Commercially valuable herring is also a critical prey resource for over 40 predator species including salmon, seals, sea lions, porpoises and birds including gulls, puffins and murres. "Consequently," said Dr. Peterson, "The probable year-class vTC failure of what would have otherwise been one of the dominant year- classes of herring, feeding consumer populations for many years to come, denotes a substantial reduction in food abundance for the broad sweep of pelagic predators. This is likely to produce population declines [even in] top-level carnivores such as killer whales."
Stocks of sockeye salmon which did not encounter oil directly have suffered an ironic side effect. The state closed salmon fisheries in waters where the lightest slick had occurred, to avert any consumer suspicion that Alaskan fish might be contaminated. So many sockeyes thus escaped into their spawning waters that too many eggs were hatched the following spring. The waters lacked nutrients to feed them all, so most of the larvae died. When the few survivors of that year-class return to spawn, state biologists will need to save them all in order to build up the stocks, leaving none for fishermen.
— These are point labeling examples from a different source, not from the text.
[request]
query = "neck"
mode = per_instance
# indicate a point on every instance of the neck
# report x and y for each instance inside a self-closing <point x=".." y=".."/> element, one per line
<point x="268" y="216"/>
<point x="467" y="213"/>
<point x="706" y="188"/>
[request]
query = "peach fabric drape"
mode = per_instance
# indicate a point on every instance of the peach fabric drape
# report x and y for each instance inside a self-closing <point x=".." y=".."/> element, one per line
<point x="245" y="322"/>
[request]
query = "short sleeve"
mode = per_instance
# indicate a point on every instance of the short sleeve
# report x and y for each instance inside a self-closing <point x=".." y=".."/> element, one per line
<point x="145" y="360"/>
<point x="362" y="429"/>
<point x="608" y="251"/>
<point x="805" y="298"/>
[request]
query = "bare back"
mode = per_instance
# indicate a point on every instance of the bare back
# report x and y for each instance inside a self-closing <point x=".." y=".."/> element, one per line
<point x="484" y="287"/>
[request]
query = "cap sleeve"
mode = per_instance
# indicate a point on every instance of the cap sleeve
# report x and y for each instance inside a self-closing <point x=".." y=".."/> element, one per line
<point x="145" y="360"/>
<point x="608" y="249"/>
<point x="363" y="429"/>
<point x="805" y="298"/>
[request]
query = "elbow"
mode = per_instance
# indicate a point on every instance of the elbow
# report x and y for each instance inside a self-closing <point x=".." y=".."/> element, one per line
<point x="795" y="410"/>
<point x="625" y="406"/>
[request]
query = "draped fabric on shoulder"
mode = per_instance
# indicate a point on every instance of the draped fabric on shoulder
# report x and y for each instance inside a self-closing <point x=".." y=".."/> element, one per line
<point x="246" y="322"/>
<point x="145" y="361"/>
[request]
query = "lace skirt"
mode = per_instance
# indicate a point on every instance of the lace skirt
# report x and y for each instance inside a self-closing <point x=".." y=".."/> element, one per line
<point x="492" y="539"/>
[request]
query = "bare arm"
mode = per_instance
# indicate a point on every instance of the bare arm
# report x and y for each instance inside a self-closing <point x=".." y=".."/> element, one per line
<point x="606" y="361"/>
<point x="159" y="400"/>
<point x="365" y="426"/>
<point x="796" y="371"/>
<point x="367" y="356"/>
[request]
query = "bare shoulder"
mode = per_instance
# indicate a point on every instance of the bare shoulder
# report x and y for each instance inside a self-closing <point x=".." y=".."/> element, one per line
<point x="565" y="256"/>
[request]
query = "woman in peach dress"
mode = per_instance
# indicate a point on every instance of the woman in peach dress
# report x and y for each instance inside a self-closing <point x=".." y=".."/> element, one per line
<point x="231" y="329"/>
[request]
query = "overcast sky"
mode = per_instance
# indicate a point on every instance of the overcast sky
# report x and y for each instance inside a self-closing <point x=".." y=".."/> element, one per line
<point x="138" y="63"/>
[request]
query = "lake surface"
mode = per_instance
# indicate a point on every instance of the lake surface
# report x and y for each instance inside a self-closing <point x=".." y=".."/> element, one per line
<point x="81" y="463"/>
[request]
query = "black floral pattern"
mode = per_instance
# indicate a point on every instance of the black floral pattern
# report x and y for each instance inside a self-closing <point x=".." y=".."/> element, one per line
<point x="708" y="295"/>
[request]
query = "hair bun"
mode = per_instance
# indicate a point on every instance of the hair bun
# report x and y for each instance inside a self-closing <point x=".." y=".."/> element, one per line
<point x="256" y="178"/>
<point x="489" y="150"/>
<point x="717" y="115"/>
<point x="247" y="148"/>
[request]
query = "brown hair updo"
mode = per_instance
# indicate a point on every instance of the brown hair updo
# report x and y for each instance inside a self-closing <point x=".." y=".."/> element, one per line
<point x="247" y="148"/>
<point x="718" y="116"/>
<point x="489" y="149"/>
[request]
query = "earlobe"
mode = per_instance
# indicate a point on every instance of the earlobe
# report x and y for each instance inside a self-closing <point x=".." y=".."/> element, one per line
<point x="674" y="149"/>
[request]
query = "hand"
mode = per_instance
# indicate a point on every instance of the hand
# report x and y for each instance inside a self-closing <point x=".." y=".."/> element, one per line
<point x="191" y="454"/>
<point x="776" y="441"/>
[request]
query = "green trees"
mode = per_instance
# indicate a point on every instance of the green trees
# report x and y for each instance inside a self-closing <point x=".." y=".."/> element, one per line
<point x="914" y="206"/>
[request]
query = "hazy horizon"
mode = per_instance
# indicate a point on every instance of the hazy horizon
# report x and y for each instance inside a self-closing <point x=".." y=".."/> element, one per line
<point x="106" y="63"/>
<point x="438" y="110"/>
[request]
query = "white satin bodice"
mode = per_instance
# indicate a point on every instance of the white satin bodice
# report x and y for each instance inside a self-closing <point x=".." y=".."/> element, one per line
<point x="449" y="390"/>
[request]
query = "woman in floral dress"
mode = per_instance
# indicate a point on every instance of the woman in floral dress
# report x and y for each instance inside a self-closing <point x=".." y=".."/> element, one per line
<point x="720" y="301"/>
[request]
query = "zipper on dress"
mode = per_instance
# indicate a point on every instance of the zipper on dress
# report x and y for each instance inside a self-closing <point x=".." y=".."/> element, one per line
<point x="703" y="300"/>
This protection will probably continue for several multi-year generations.
Among birds, the oil hit murres so hard that entire colonies may become extinct, according to Dr. Peterson. Sixty percent were killed outright in certain breeding colonies while the survivors have thus far "suffered complete reproductive failure." Reproductive failure has also decimated other bird species including harlequin ducks.
Yet nature might still restore, if man can prevent further spills. Exxon's upbeat statements are at least partially right. Within the huge state of Alaska, even within Prince William Sound itself, there are stocks of birds, fish and marine mammals that the spill and its aftermath left unaffected.
While waiting to set our nets for herring in Prince William sound a year after the spill, I watched with my skipper, Virgil Carroll, as distant loaded tankers as long and thin as pencils cruised down the channel. "Ain't no way you're goin' to do without that oil," he declared philosophically. No one promised easy choices.
William McCloskey has served with the Coast Guard and worked as a fisherman in Alaska. His latest book about commercial fishing, "Deep Pacific," includes chapters on the Valdez spill.